Il Laboratorio Roma del Centro per la Riforma dello Stato ospita un nostro articolo che combina e sintetizza le prime mappe pubblicate su questo blog, con l’aggiunta di un’introduzione per inquadrare il contesto romano e i cambiamenti in corso.

Molti cambiamenti sono avvenuti a Roma negli ultimi 15-20 anni. Le giunte Rutelli e Veltroni, dal 1993 al 2008, sono state celebrate come “Modello Roma”, ossia un processo di cambiamento strutturale basato sull’economia della conoscenza e orientato verso le nuove tecnologie, il turismo di massa, la finanza, i servizi avanzati, l’audiovisivo, la cultura e la ricerca. In effetti questo modello ha portato risultati positivi – almeno fino allo scoppio della crisi economica globale – in termini di crescita del PIL, reddito pro capite e flussi turistici. Tuttavia, questi sforzi non sono stati in grado di contrastare efficacemente le disuguaglianze e le polarizzazioni che sono emerse in varie direzioni: condizioni sociali ed economiche, sviluppo edilizio, consenso politico ed elettorale.

Primo, la crescita economica non si è diffusa in maniera omogenea tra i diversi quartieri e i vari gruppi sociali. Poiché le disparità sociali ed economiche sono da sempre una costante, e fortemente correlate con la distanza dal centro storico, sembra che i benefici del “Modello Roma” siano stati acquisiti soprattutto dai ceti sociali medio-alti nei quartieri centrali e benestanti, mentre le periferie ne hanno guadagnato ben poco.

Secondo, l’ininterrotto processo di espansione edilizia ha spinto le propaggini della città verso e oltre il confine comunale, generando numerosi nuovi insediamenti a bassa densità e dipendenti esclusivamente dai mezzi privati, che spesso assumono il carattere dello sprawl. La nuova urbanizzazione è stata guidata dalle dinamiche della rendita urbana e della bolla edilizia, senza riflettere una reale crescita della popolazione residente e, altra costante romana, senza seguire le indicazioni del piano regolatore. Questi fattori hanno ulteriormente rafforzato il quadro delle diseguaglianze socio-spaziali, che vede i gruppi più deboli (giovani coppie, precari e immigrati) espulsi dal centro in cerca di case più abbordabili ma con pochi servizi pubblici fuori dal GRA.

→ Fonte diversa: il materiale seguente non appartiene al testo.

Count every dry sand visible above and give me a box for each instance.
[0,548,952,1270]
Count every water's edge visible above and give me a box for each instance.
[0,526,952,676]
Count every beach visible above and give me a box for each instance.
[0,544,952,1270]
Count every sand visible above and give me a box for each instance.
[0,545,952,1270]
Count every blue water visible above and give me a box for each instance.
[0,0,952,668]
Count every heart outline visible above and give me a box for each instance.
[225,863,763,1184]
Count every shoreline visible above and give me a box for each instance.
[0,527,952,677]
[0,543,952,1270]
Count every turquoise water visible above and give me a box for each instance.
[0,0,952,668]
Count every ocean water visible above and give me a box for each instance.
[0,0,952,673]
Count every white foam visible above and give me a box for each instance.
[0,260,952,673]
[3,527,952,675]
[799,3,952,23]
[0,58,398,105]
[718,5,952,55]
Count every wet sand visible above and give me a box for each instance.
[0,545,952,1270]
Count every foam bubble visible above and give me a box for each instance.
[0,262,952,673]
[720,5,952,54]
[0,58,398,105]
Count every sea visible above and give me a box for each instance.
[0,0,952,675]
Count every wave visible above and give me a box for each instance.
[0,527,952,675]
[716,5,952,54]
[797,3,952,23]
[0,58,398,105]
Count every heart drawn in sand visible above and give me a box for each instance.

Terzo, di conseguenza, anche le scelte politiche sono cambiate, sfidando la vecchia idea di “cintura rossa” in periferia. Almeno dal 2000 partiti e candidati di centrosinistra prevalgono alle elezioni solo in alcune zone centrali e nella maggior parte della prima periferia, quella storica e densa. Al contrario il centrodestra, e recentemente anche il M5S, ricevono il maggiore consenso elettorale negli insediamenti vecchi e nuovi a cavallo o esterni al GRA, oltre alle tradizionali roccaforti nere a Roma nord.

Queste tendenze trovano ampio riscontro nei dati sociali, economici, demografici ed elettorali, disponibili con dettaglio per zona urbanistica, di fonte censuaria e anagrafica. Li abbiamo utilizzati per il blog #mapparoma, proprio per evitare di cadere – noi che parliamo di politica, chi si candida, chi amministrerà questa città dopo le elezioni – nella trappola dei luoghi comuni, della visione stantia di una città che non c’è più, dell’inconsapevolezza di come cambiano i romani e dove si spostano. Lo sterminato territorio capitolino è interrotto da barriere visibili e invisibili che determinano realtà urbane molto diversificate, spesso poco conosciute, e in continua evoluzione.